— 1864 Valley Campaign —
The Federal offensive in the Shenandoah Valley began in May 1864 faltered in the summer with Confederate victories and Gen. Jubal A. Early's Washington Raid in July. Union General Philip H. Sheridan took command in August, defeated Early at Winchester in September and Cedar Creek in October, burned mills and barns, and crushed the remnants of Early's force at Waynesboro on March 2, 1865. Sheridan's victories contributed to President Abraham Lincoln's reelection in November 1864 and denied Gen. Robert E. Lee's army much needed provisions from the "Breadbasket of the Confederacy."
This house belonged to Thomas and Mary Rutherford in 1864, when a historic meeting occurred here on September 17 between Union Gens. Ulysses S. Grant and Philip H. Sheridan. Grant was eager for Sheridan to drive the Confederates under Gen. Jubal A. Early from the Shenandoah Valley, to protect Washington and the North from another invasion, and also to keep open both the Baltimore and Ohio Railroad and the Chesapeake and Ohio Canal. He decided to visit Sheridan in person rather than send orders through channels in Washington, fearing delays. He left Petersburg, Virginia, on September 15 and avoided the capital.
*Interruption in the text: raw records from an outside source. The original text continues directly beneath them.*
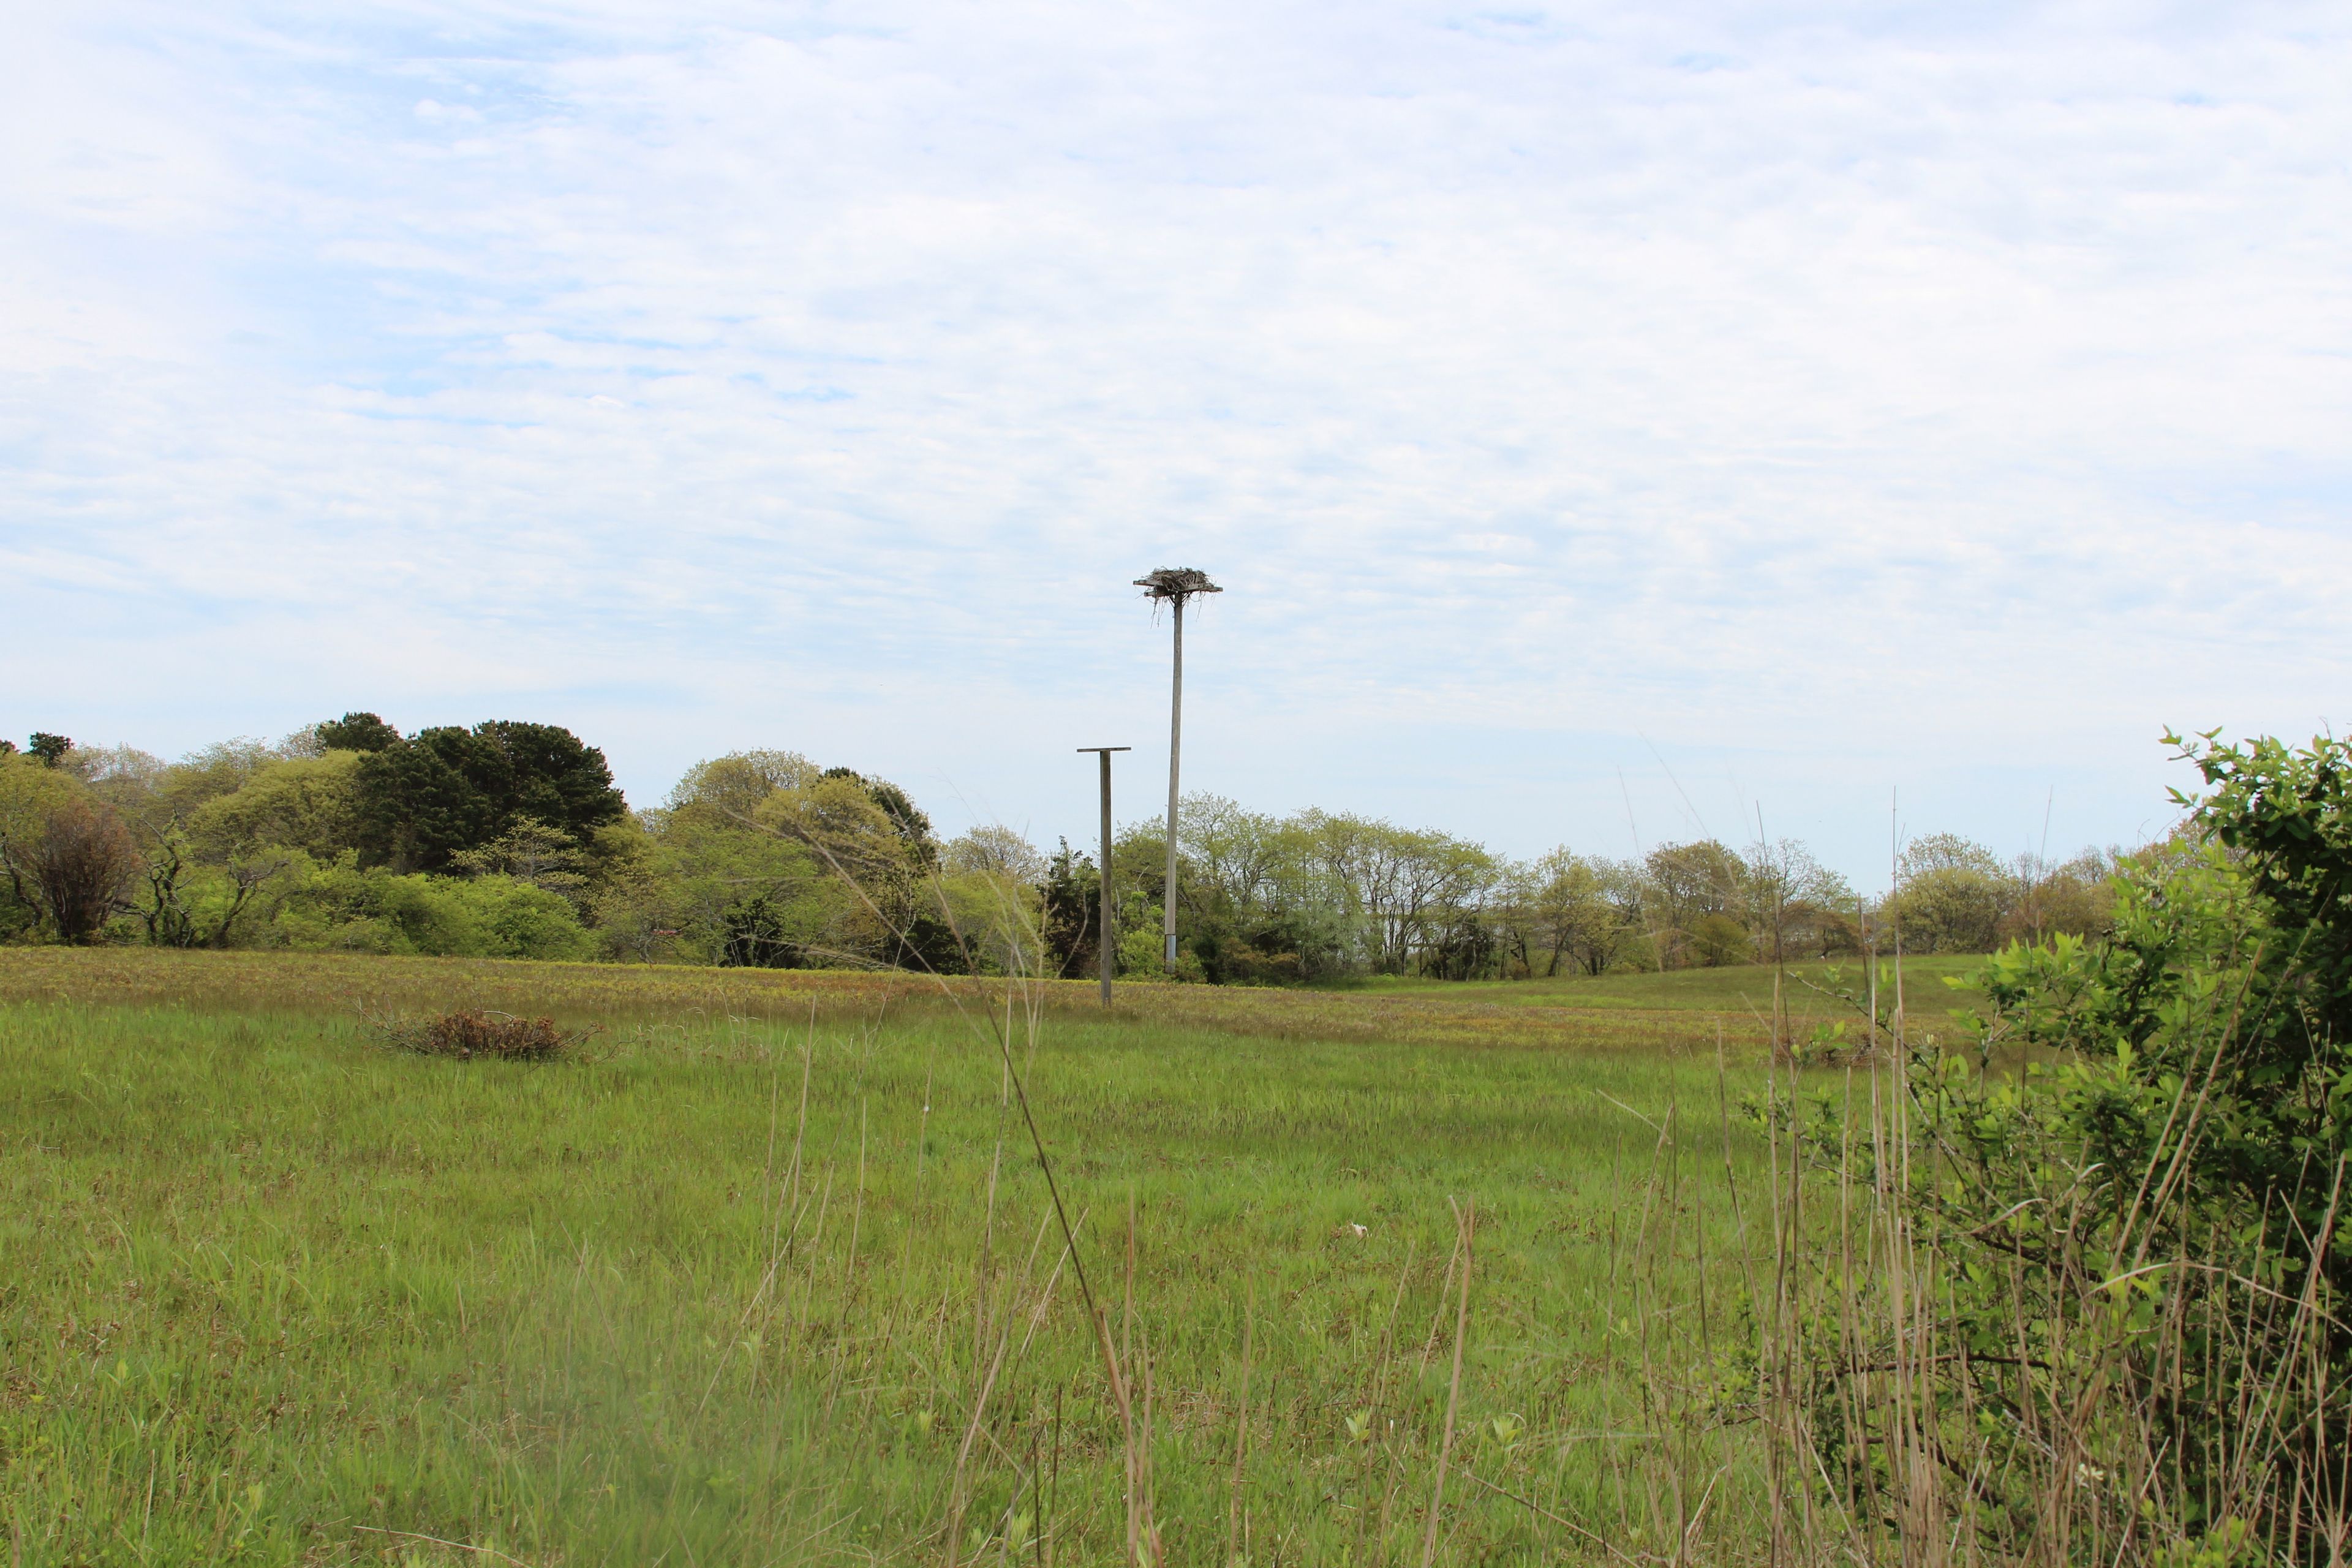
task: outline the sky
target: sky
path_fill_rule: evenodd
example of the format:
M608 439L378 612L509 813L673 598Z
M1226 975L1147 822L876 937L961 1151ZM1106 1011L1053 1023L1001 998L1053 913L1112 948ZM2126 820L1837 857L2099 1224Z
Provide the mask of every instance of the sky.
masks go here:
M2339 722L2352 8L0 0L0 733L2129 845ZM21 742L20 742L21 743Z

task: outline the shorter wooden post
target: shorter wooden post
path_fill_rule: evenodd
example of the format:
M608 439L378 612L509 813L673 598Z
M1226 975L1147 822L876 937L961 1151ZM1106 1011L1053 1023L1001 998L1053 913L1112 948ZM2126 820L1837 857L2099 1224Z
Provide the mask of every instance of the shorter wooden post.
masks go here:
M1102 913L1095 922L1095 946L1102 960L1102 1003L1110 1005L1110 977L1117 957L1114 932L1118 926L1111 911L1118 906L1110 896L1110 754L1131 752L1132 746L1080 746L1081 752L1093 752L1102 758Z

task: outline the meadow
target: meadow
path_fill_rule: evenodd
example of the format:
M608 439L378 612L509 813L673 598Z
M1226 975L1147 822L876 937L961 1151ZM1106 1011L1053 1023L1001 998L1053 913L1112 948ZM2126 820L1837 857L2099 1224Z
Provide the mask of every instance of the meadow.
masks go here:
M1769 971L957 984L0 951L10 1562L1770 1552Z

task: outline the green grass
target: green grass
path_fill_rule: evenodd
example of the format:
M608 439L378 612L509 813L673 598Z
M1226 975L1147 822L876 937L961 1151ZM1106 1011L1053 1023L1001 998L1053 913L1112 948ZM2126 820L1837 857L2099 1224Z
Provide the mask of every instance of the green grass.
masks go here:
M1966 953L1906 958L1906 1010L1917 1017L1981 1006L1984 994L1968 982L1984 962L1980 955ZM1880 983L1885 993L1881 1006L1890 1008L1894 1005L1894 966L1886 959L1881 959L1879 965ZM1562 974L1549 979L1466 984L1382 978L1360 984L1367 989L1401 994L1453 994L1465 1001L1516 1003L1522 1006L1627 1007L1769 1017L1773 978L1769 964L1738 963L1719 969L1678 969L1664 974L1621 972L1597 977ZM1866 996L1869 985L1870 965L1862 959L1791 963L1782 974L1782 1005L1790 1012L1804 1015L1851 1012L1839 1000L1841 994Z
M1115 1331L1132 1205L1169 1563L1222 1564L1236 1507L1262 1568L1420 1561L1449 1198L1443 1559L1662 1543L1710 1487L1694 1549L1760 1551L1708 1358L1745 1289L1722 1171L1762 1155L1700 1005L1084 994L1016 1031ZM929 1562L950 1519L963 1560L1037 1557L1041 1519L1062 1563L1123 1554L1001 1065L895 981L5 952L0 998L12 1563ZM352 998L606 1029L428 1059Z

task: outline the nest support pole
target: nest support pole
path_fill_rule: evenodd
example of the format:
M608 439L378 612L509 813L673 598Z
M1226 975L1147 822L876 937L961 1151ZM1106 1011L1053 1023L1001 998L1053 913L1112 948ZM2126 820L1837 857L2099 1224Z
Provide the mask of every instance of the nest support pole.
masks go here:
M1190 566L1162 566L1135 585L1153 604L1165 604L1176 616L1175 675L1168 695L1168 880L1160 895L1160 934L1168 967L1176 967L1176 797L1184 757L1184 602L1195 594L1222 594L1206 572Z

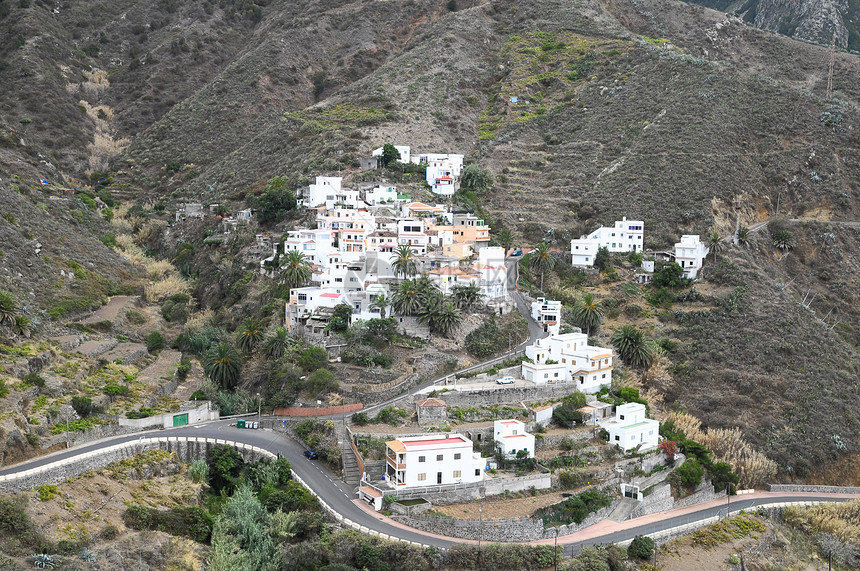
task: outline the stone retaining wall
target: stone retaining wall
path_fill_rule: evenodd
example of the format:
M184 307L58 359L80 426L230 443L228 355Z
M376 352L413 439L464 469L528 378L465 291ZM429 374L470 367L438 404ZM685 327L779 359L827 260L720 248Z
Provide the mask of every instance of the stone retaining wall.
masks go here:
M860 494L860 488L841 486L805 486L802 484L767 484L768 492L811 492L817 494Z
M206 453L217 444L233 446L246 462L254 462L260 458L273 458L274 454L248 444L214 438L189 437L156 437L139 438L131 442L115 444L101 450L94 450L73 458L58 460L45 466L0 476L0 488L9 491L30 490L43 484L56 484L68 478L80 476L89 470L98 470L114 462L132 458L147 450L168 450L176 452L183 462L206 458Z
M429 501L457 502L474 500L478 496L497 496L505 491L522 492L534 488L545 490L552 487L552 474L531 474L516 478L490 478L470 484L448 484L443 486L425 486L422 488L402 488L385 490L399 500L424 498Z
M445 388L445 387L441 387ZM450 386L448 387L450 388ZM574 383L560 383L556 385L511 387L510 385L499 385L491 389L478 391L452 391L440 392L437 398L445 401L450 407L477 407L493 404L520 404L537 400L548 400L569 395L576 391Z
M564 536L592 526L606 519L619 501L615 500L609 506L589 514L582 523L561 525L557 528L544 528L540 519L529 517L482 521L480 519L454 519L438 516L395 515L392 516L392 519L422 531L473 541L479 539L488 542L535 541L552 539L556 537L556 532L558 532L558 536Z
M710 481L705 480L698 488L696 488L695 492L675 502L674 507L684 508L693 504L697 504L699 502L709 502L711 500L716 500L717 498L725 497L725 490L715 491L713 484L711 484Z

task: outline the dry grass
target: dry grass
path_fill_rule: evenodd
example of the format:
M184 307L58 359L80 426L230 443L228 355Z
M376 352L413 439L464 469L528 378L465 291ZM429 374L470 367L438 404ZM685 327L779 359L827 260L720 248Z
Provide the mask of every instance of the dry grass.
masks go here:
M175 271L173 264L167 260L151 260L146 263L146 275L151 280L162 280Z
M755 450L744 440L739 428L702 429L702 422L689 414L671 412L664 421L672 421L687 438L705 445L720 462L728 462L740 478L741 488L767 483L776 475L776 463Z
M201 331L203 328L212 325L215 322L215 312L207 308L203 311L198 311L188 317L185 322L185 331L188 335Z
M782 517L787 524L810 535L829 533L845 543L860 544L860 500L811 508L790 507Z
M177 293L188 293L191 288L188 283L176 276L168 276L153 284L146 286L143 295L150 303L161 303L171 295Z

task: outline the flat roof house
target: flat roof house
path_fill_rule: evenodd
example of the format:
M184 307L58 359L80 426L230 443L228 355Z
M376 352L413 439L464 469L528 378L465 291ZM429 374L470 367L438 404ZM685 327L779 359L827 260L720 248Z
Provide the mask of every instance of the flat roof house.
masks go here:
M468 484L484 479L485 461L462 434L410 436L389 440L385 479L392 487Z
M645 405L629 402L615 408L615 418L600 425L609 433L609 444L617 444L625 452L656 448L660 439L660 422L645 417Z

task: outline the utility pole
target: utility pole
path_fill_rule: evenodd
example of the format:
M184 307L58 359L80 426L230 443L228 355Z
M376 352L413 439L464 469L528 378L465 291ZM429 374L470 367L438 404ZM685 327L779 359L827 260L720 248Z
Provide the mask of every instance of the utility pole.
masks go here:
M558 526L555 526L555 543L552 547L552 564L555 571L558 571Z
M262 409L263 409L263 401L262 401L262 399L260 399L260 393L257 393L257 420L260 420L260 412L262 411Z
M825 101L833 99L833 60L836 59L836 32L833 32L833 39L830 41L830 62L827 65L827 94L824 96Z

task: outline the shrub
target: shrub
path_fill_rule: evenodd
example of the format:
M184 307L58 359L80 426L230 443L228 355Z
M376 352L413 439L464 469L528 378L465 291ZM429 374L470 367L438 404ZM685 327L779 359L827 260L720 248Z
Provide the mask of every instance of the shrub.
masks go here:
M644 535L637 535L627 546L627 555L631 558L648 561L654 552L654 540Z
M352 422L359 426L364 426L369 422L369 419L367 418L366 413L356 412L352 415Z
M206 482L209 480L209 464L206 460L195 460L188 467L188 475L195 482Z
M36 495L38 495L39 499L43 502L53 499L53 497L58 493L57 486L54 484L44 484L36 487Z
M695 458L688 458L683 464L675 468L673 475L678 477L682 486L692 490L702 483L705 469Z
M212 536L212 516L198 506L169 510L131 506L122 514L122 521L132 529L163 531L200 543L207 543Z
M81 418L90 416L95 410L93 400L89 397L72 397L72 408Z
M164 349L164 335L158 331L153 331L146 336L146 350L152 353L159 349Z
M612 498L599 490L586 490L552 506L540 508L535 517L543 520L544 525L565 525L570 522L582 523L588 514L608 506Z
M308 347L296 363L305 371L316 371L328 365L328 352L322 347Z
M176 276L167 276L163 280L146 286L143 295L150 303L162 303L177 293L188 293L188 283Z

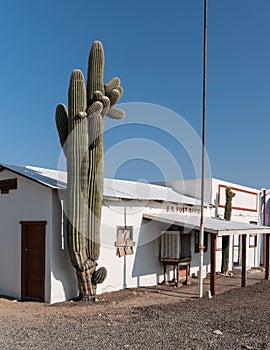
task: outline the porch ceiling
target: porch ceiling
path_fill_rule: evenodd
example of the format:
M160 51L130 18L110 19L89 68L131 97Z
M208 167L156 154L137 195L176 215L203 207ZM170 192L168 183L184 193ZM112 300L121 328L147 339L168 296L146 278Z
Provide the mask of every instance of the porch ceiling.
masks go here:
M181 215L174 213L143 214L144 219L178 225L187 229L200 229L199 215ZM270 227L246 224L237 221L226 221L216 218L204 218L204 231L218 236L270 233Z

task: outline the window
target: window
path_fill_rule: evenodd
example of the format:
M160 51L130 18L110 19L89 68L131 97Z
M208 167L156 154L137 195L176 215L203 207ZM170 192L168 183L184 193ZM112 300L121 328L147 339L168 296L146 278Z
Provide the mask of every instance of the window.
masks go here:
M10 190L17 189L17 179L0 180L1 194L8 194Z
M249 248L257 247L257 235L255 233L249 235Z
M208 233L204 232L204 237L203 237L203 245L204 245L204 252L207 252L207 248L208 248ZM195 253L199 253L199 240L200 240L200 231L195 230L195 248L194 248L194 252Z
M249 223L252 224L252 225L258 225L257 221L250 221Z
M182 233L181 234L181 250L180 250L180 258L190 258L191 252L190 252L190 241L191 241L191 234L190 233Z

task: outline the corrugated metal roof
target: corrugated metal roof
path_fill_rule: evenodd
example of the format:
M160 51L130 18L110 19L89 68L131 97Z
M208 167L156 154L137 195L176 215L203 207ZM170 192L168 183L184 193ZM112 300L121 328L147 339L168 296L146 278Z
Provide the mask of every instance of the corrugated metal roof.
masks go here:
M199 200L184 196L168 187L116 179L105 179L104 196L200 205Z
M54 189L65 189L67 184L67 175L64 171L38 168L34 166L21 166L15 164L1 163L2 167L11 170L19 175L28 177L42 185Z
M66 189L67 173L65 171L6 163L0 165L53 189ZM135 181L105 179L103 195L109 198L156 200L200 206L200 200L175 192L171 188Z
M175 224L187 229L200 229L200 215L181 215L174 213L144 214L145 219ZM216 218L204 218L204 230L219 236L234 234L270 233L270 227L247 224L238 221L227 221Z

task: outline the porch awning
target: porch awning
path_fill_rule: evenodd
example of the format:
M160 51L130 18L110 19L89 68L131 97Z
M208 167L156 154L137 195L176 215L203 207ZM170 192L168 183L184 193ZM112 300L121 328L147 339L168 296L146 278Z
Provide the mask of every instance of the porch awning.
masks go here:
M199 215L181 215L174 213L143 214L143 218L187 229L200 229ZM216 218L204 218L204 231L218 236L270 233L270 227L246 224L237 221L226 221Z

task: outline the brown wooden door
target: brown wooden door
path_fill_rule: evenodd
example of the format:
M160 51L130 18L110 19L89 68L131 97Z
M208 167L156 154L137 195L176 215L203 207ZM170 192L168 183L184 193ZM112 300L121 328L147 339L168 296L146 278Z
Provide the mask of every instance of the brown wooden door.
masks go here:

Grant was waiting when Sheridan strode up to the porch at noon. They retired to the east parlor. Sheridan revealed that a Unionist Quaker schoolmistress, Rebecca Wright, had informed him that Early's army had just been reduced by a division detached to defend Richmond. The time was right to launch an offensive. Grant reiterated his earlier directive to destroy foodstuffs in the Shenandoah Valley and then verbally issued the shortest order of his career: "Go in!"
Grant hoped that Sheridan could move in four days; instead, he moved in three, attacking Early's army at Winchester on September 19 and defeating it soundly. A month later, on October 19, when Early counterattacked at Cedar Creek, Sheridan turned a morning defeat into an afternoon victory. In between the two battles came "The Burning," as Sheridan carried out Grant's orders and brought devastation to a large part of the lower Valley.
Thomas and Mary Rutherford were reluctant hosts to the Federal commanders on September 17. Their situation was precarious. The house of their neighbor Andrew Hunter was burned only weeks before for his Confederate sympathies, which they shared. Their daughter, Virginia, had earlier bought a Virginia state flag for presentation by "The Ladies of Jefferson County" to the 2nd Virginia Infantry regiment in Gen. Thomas J. "Stonewall" Jackson's brigade. Jackson eventually returned the flag to Virginia Rutherford, who secreted it in the house until the end of the war. It is now on display at the Virginia Military Institute.